Researchers urge hospitals to consider alternatives to SNFs during discharge
Discharge from the hospital to a skilled nursing facility after an acute event puts older patients at “extremely high risk” of needing long-term nursing home care, according to researchers at the University of Texas Medical Branch (UTMB).
James S. Goodwin, MD, director, Sealy Center on Aging at UTMB, and his colleagues measured a five percent sample of Medicare enrollees (approximately 762,000) aged 66 or older between 1996 and 2008 who were admitted to nursing homes. The percent of hospitalized Medicare patients transferred on discharge increased from 10.8 percent in 1996 to 16.5 percent in 2008.
Additionally, the study found that nearly 65 percent of patients in a nursing home six months after hospitalization had first been transferred to a skilled nursing facility upon discharge. The study was published online in the Journals of Gerontology Series A: Biological Sciences and Medical Sciences.
Goodwin recommended that hospitals consider alternatives to SNFs post-hospitalization, such as community-based facilities, assisted living facilities and at-home care because “people fervently wish to remain at home and it is our responsibility to help avoid preventable nursing home admissions,” he said.
The researchers suggested that programs aimed at helping older patients recuperate successfully at home instead of in a long-term institutional setting could greatly improve their health outcomes and reduce healthcare costs.

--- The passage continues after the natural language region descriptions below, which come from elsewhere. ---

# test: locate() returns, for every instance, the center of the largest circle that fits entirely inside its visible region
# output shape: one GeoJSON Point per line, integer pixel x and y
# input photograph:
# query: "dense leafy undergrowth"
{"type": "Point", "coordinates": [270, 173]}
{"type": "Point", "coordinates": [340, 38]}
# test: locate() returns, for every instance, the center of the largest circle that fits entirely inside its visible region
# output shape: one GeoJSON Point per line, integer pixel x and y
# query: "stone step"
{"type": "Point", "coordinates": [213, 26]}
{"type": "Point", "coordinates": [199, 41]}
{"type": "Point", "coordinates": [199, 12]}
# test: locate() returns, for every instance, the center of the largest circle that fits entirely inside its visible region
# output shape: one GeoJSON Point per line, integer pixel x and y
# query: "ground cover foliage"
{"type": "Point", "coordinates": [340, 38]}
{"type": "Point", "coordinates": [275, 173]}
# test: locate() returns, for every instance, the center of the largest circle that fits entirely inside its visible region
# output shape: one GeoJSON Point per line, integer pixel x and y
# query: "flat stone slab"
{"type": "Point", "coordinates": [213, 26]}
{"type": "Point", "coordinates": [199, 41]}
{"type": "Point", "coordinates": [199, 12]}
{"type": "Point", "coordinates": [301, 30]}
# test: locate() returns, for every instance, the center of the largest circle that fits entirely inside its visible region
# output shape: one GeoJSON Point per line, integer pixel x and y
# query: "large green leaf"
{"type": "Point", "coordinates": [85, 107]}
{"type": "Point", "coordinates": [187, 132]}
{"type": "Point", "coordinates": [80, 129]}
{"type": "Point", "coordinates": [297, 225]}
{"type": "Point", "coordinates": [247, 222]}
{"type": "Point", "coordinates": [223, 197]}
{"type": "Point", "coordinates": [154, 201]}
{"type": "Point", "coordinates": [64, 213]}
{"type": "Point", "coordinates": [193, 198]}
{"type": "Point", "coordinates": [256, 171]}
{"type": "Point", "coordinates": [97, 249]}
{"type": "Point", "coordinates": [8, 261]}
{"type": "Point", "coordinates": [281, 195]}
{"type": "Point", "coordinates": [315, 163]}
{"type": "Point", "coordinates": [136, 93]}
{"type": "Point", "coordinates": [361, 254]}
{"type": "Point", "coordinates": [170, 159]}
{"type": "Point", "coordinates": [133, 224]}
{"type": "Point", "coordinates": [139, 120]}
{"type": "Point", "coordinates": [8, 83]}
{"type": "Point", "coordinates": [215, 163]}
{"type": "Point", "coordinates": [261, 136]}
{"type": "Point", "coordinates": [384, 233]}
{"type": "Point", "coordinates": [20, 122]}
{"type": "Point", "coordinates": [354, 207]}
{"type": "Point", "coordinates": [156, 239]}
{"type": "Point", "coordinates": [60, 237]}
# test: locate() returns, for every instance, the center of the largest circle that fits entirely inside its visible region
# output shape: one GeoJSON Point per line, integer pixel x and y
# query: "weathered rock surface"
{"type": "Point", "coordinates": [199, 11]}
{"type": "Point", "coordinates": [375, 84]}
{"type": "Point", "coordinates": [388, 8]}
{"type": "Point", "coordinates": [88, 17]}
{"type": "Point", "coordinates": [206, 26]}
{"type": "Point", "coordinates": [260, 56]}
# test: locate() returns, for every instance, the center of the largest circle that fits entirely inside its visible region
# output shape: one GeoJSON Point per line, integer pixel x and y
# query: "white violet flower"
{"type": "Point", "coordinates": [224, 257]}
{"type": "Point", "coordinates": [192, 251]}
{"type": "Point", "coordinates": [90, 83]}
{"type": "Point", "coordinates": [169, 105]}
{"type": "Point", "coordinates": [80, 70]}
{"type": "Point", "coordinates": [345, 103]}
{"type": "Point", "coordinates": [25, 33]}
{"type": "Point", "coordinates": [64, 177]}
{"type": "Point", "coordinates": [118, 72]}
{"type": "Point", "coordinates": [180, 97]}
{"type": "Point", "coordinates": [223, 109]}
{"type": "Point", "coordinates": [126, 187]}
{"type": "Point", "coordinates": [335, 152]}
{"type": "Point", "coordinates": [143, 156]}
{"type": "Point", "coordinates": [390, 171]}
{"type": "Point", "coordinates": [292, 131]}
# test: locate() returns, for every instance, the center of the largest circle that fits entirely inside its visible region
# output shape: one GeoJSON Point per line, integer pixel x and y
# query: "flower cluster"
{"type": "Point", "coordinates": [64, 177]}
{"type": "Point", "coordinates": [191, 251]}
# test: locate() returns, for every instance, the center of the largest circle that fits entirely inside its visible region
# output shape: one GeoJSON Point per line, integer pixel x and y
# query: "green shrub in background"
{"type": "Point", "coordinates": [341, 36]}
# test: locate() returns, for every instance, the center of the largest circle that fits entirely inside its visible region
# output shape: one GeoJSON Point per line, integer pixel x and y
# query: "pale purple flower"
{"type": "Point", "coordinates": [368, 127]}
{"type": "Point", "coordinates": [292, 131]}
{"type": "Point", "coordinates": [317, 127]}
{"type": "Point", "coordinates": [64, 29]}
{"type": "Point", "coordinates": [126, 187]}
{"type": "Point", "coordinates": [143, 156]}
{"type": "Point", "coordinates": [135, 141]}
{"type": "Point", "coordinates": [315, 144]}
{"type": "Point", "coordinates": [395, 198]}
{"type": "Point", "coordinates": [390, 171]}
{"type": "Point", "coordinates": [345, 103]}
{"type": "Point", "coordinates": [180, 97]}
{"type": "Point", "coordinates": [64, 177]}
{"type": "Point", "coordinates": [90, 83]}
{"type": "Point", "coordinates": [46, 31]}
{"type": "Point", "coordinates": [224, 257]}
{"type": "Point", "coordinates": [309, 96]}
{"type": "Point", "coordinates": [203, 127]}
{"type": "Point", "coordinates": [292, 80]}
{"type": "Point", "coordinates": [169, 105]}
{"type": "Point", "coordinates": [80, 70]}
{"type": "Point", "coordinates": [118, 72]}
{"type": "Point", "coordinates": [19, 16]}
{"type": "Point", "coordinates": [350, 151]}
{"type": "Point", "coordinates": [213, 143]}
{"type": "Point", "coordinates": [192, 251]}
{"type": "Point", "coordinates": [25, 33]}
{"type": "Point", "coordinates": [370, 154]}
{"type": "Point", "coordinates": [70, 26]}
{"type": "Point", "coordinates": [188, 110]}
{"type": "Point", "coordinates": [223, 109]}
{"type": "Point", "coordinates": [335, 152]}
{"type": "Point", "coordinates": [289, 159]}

Goodwin also suggested exploring ways to reduce the economic incentives of keeping patients in long-term care and divert savings to such alternatives and prevention programs.
“There is a very narrowly defined view of what Medicare will provide post-hospital,” said Goodwin. “If Medicare payment guidelines were broadened to cover in-home care—bathing and food preparation for example—there is a tremendous potential for savings and patients could adjust gradually back to their familiar home environment.”
According to Goodwin, the period studied paralleled a time of growth in the use of skilled nursing facilities, which may have been due to Medicare’s adoption of a prospective payment system that encouraged hospitals to reduce the length of stays.
Researchers also highlighted factors that reduced the risk of long-term institutionalization. Patients cared for in larger hospitals and major teaching hospitals were less likely to be in a nursing home six months after discharge, as were patients treated by their primary care physicians. In general, rates of nursing home institutionalization were lower in Midwest and Western states.
The study was funded by the National Institutes of Health.